Who needs it?  I  certainly don't, finding the commonplace unacceptable, clearly now, after over fifty sanity infused days traveling over Northeastern Europe, finding alternatives necessary and called for. How long can I remain whole before I again fracture into so many disassociated pieces, not wanting to again sink into irrevocable oblivion.  Whatever breaths I have left, be it tonight or the next twenty years, I refuse to inhale stupidity.  No thank you, I say, no thank you, madam or gentleman or Mister and Mrs Misplaced and Inane God, Devil or Mythology.

Today I drove a few morning hours after Tom, my day driver, called off to spend the day at the local Social Security office.  My second fare out of three total was a school run, taking two sweet kids on a long ride from NE 110th & Lake City Way to Honeydew Elementary in the Renton Highlands, battling early morning traffic mile after tedious mile.  Jason, the first-grader, related how, when "they were poor," the entire family (both parents and four children) slept in their car.  "It hurt my back," he lamented.  Indefatigable, he sang the "Honeydew" theme song.  Sweet yet sorrowful.  What a f__ked existence!  I shook their hands too, for a quick moment loving them for the innocents they were as they sprinted off to school and class, their cabbie nearly a half hour late.
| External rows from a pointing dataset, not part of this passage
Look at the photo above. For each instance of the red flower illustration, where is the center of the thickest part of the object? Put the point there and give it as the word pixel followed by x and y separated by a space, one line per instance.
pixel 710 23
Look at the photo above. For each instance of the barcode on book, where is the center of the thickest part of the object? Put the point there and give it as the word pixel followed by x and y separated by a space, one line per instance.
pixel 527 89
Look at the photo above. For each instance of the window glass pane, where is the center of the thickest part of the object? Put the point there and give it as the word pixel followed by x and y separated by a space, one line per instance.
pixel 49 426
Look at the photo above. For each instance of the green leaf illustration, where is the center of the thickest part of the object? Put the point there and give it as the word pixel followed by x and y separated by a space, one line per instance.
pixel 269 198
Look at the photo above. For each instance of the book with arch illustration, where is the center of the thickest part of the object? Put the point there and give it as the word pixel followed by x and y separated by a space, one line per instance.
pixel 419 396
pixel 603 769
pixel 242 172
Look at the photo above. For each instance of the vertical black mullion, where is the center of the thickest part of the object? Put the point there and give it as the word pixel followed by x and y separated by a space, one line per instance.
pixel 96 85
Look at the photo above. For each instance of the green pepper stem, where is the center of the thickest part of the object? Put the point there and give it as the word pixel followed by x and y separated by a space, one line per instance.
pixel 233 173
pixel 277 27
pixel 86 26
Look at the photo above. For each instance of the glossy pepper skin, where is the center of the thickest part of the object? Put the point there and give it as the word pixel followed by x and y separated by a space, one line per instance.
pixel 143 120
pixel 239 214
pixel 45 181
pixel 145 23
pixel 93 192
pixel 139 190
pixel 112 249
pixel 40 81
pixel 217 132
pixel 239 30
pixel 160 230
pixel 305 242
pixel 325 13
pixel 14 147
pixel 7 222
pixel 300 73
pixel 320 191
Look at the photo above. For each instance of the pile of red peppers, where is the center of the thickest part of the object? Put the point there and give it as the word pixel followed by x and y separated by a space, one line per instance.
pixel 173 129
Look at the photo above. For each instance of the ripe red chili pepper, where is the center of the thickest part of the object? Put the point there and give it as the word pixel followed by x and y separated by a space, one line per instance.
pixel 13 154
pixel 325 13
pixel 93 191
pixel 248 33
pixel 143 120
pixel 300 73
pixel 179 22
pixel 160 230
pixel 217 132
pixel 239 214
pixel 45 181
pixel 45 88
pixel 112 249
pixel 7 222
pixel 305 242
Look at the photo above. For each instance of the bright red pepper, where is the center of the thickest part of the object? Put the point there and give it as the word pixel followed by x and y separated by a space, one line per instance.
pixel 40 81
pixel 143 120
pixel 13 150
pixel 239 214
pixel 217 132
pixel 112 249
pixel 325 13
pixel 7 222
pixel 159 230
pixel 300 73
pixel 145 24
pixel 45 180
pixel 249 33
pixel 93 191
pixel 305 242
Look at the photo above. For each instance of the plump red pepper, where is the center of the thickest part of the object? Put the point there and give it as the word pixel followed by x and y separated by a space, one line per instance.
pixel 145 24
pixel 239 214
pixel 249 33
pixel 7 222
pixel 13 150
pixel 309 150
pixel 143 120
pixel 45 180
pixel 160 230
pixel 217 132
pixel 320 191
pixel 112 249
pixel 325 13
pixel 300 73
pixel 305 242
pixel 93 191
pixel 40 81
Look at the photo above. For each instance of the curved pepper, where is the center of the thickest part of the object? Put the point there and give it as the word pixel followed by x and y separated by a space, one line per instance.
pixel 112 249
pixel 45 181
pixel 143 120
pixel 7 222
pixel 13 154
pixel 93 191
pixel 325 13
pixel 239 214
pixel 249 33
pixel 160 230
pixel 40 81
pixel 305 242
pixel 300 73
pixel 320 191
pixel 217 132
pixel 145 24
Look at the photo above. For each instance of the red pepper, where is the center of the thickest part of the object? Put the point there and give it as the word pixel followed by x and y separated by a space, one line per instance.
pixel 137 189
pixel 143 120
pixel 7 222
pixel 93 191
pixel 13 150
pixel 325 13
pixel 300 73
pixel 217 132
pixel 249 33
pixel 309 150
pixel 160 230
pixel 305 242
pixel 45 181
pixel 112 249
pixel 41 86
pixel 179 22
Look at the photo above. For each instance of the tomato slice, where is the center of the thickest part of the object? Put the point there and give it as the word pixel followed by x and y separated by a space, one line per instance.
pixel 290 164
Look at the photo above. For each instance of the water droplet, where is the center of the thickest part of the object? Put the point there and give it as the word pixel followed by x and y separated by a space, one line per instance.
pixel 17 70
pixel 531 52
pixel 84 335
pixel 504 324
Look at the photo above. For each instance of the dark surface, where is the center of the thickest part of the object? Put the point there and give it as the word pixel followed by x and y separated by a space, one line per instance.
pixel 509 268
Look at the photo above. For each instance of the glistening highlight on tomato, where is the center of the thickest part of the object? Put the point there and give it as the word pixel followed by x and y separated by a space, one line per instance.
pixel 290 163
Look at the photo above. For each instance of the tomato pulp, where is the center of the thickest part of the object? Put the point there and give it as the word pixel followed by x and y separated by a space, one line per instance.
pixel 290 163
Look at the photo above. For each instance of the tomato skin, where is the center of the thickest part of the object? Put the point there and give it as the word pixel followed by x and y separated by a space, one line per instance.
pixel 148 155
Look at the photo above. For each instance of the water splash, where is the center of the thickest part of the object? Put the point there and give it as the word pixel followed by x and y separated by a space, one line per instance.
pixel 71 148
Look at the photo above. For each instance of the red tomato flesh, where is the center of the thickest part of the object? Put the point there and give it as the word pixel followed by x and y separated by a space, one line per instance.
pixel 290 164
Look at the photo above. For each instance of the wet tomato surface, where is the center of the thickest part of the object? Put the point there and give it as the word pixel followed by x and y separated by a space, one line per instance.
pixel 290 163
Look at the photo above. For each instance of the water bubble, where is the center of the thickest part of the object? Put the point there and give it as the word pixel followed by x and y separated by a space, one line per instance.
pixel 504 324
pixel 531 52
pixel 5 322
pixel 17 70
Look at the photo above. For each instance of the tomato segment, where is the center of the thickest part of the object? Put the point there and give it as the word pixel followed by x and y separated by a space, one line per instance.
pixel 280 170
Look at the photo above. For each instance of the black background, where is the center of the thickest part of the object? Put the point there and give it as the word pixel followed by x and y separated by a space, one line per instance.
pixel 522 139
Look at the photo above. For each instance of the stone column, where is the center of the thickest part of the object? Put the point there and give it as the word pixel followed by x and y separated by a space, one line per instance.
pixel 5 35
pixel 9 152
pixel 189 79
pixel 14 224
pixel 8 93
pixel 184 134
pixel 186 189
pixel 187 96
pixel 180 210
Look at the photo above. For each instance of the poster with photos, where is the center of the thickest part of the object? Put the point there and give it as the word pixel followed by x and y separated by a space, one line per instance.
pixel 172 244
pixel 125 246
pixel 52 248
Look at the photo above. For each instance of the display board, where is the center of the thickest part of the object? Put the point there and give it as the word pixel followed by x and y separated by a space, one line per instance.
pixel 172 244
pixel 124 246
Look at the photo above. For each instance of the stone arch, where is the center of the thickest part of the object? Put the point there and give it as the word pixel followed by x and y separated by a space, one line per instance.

So here I am and, for the moment and time being, remain.  What else could I be doing? Maybe growing crisp apples in the shade of the Carpathians.  Or more closely to what will probably happen, residing in the rolling prairie hills in Montana's southeastern corner bordering South Dakota, watching the pronghorn running free across the grassy plains.  I can salute that potential reality, watching the welcoming sun rise over the Dakotas, the morning breeze telling me that life once and for all is worth living, sharing my breath to a life I can finally and fully appreciate and comprehend.



1 comment:

  1. It is necessary to be well trained before driving any vehicle to save your and others life.In our taxi Detroit airport taxi we have well trained drivers.